Operational Notes and Limits

• The first OpenAI API attempt failed before request execution because the local Python TLS trust path could not verify the certificate chain: CERTIFICATE_VERIFY_FAILED.
• Retrying the same safe prompt with SSL_CERT_FILE pointed at the installed certifi CA bundle completed successfully and wrote data/lab-runs/github-copilot-sdk-sandboxes-agent-runtime-poc-2026.openai.json.

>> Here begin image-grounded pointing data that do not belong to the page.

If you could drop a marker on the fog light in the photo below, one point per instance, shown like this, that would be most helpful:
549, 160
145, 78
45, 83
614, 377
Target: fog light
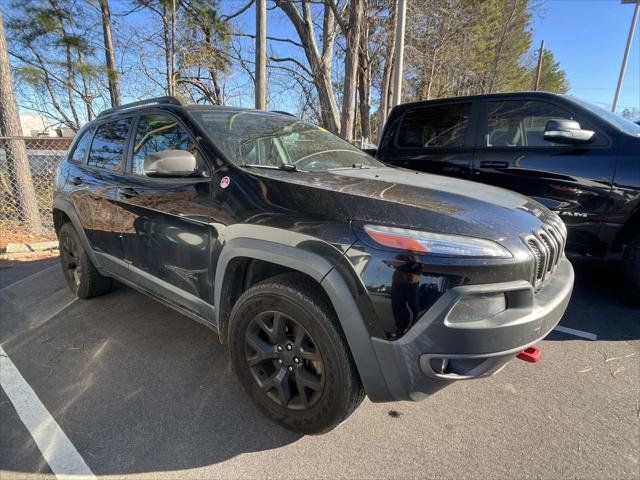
473, 308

• Effloow Lab did not authenticate to GitHub Copilot, did not create a real Copilot SDK session, did not run Copilot CLI, and did not start a local or cloud Copilot sandbox in this workflow.
• The article may describe the saved OpenAI API check as a synthetic governance prompt harness. It must not describe it as a Copilot benchmark, a successful Copilot SDK integration, or a hands-on Copilot sandbox test.